Bajé la proa, seguido por Shiga y Shirai. Iwo yacía envuelta en la oscuridad. Y en la negrura aparecieron cuatro débiles luces. Para mí, fueron como faros cegadores, maravillosos. Luces de linterna en la pista principal.

Parpadearon débilmente, con la señal para aterrizar. Los hombres de la isla habían reconocido el ruido de nuestros motores. Me invadió una sensación de alivio, y casi quede laxo por el cese repentino de la tensión que había ido acumulándose durante casi tres horas, en el viaje de regreso.

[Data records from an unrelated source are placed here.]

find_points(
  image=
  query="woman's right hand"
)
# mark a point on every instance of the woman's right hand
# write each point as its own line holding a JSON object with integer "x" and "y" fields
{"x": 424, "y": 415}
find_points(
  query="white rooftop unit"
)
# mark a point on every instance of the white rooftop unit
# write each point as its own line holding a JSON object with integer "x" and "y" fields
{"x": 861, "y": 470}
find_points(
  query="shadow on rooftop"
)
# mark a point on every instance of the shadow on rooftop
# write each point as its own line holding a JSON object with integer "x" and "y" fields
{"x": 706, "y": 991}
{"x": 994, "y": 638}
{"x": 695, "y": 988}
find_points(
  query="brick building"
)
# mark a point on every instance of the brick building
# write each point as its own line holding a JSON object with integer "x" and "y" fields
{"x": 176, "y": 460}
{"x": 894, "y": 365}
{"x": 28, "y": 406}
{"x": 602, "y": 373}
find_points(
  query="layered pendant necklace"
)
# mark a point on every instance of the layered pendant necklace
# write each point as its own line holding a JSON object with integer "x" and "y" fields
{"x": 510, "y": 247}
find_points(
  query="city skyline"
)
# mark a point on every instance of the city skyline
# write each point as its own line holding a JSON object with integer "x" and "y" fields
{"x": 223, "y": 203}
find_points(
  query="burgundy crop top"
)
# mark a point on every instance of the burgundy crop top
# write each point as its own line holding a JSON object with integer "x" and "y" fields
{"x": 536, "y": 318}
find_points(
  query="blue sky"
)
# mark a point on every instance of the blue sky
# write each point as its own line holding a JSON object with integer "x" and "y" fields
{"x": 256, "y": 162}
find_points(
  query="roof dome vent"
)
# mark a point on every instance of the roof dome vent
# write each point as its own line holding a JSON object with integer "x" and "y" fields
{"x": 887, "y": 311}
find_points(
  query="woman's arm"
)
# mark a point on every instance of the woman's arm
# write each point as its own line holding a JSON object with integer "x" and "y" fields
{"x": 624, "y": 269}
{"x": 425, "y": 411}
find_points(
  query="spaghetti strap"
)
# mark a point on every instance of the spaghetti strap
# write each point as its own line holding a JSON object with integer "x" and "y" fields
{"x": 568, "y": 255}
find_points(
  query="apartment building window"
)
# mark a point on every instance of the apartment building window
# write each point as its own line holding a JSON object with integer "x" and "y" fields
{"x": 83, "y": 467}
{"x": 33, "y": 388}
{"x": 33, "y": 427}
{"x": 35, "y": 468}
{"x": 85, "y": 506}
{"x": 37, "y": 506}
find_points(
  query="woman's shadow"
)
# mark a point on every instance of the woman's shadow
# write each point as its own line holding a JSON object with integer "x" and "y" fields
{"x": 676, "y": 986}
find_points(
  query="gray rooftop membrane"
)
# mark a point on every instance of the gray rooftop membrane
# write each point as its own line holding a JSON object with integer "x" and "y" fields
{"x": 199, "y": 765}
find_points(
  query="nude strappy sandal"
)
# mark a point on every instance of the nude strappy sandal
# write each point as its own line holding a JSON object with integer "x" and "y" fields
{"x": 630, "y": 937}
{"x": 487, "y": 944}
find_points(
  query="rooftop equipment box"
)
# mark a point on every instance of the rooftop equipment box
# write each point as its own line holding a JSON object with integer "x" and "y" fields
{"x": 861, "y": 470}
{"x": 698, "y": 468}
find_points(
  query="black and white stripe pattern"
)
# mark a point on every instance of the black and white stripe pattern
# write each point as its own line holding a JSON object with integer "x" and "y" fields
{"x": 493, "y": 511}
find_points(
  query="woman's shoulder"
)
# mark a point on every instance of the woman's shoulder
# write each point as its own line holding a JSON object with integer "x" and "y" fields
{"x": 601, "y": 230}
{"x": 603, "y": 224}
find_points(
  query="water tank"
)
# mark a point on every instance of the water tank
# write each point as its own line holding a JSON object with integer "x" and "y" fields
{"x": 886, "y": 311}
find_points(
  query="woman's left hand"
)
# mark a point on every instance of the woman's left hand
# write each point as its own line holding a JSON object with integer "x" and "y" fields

Apenas se veían cuatro luces en la pista. Normalmente usábamos veinte, pero las otras habían sido destruidas por las bombas. ¡Cuatro o cuarenta, qué me importaba! Después de todo lo que habíamos pasado, sentí que habría podido aterrizar en la oscuridad. Y bajé, carreteé en la pista, mientras los dos cazas aterrizaban detrás de mí. Las luces se apagaron.

Un grupo de pilotos y mecánicos corrieron hacia nuestros aviones. Los miré durante un momento, mientras se acercaban. Casi no me sentí capaz de enfrentarlos. Bajé y caminé hacia el Puesto de Mando. Nadie trató de detenerme cuando pasé por entre el gentío, sin mirar a derecha ni a izquierda. Todos entendieron mis sentimientos, y se apartaron cuando crucé el aeródromo, seguido por mis dos hombres de ala.

En la oscuridad tropecé con un cuerpo. Retrocedí. No hubo movimiento ni sonido alguno.

—¿Quién es? —grité. No hubo respuesta. Me acerqué al hombre acurrucado en el suelo. Apenas pude distinguir un uniforme de piloto. Me incliné para verle la cara.

—¡Muto!

El aviador se encontraba sentado, abatido, con la cabeza apoyada en los brazos.

—Muto, ¿estás herido?

El desdichado levantó la cabeza y me miró. —No estoy herido.

Se puso de pie y miró, asombrado a Shiga y Shirai, quienes esperaban detrás de mí.

—¡También… también trajiste de vuelta a tus hombres de ala!, —exclamo.

Bajó la vista, gimiendo:

—Sakai… Sakai… Escúpeme, amigo mío. Escúpeme.

Las lágrimas corrieron por el rostro.

—Me vi obligado a volver —gritó, angustiado—, ¡sólo!

En el suelo, delante de Muto, estaban los regalos de los otros pilotos, quienes le dieron la bienvenida cuando su caza solitario apareció sobre el océano y aterrizó en la isla. Una vez más, los modestos regalos —todo lo que los demás hombres tenían en el mundo atestiguaban sus intentos de alegrar al abatido piloto.

Lo tomé del hombro.

—Sé cómo te sientes. Muto. Pero ahora no se puede hacer nada. Es demasiado tarde. Todo eso ha terminado. Está en el pasado.

Lo sacudí un poco.

—Muto. —Señalé el Puesto de Mando—. Nosotros… iremos juntos. Asintió. No pudimos mirarnos. Y entonces algo se cortó dentro de mí. De pronto hizo presa de mí una fría cólera contra todo lo que había sucedido ese día. Pensé en Muto, brillante en el aire, convertido ya en un as, dispuesto a combatir en cualquier momento, en cualquier parte… Y pensé en él llorando, abyecto, acongojado, temiendo haberse comportado como un cobarde cuando se lo envió en una misión estúpida.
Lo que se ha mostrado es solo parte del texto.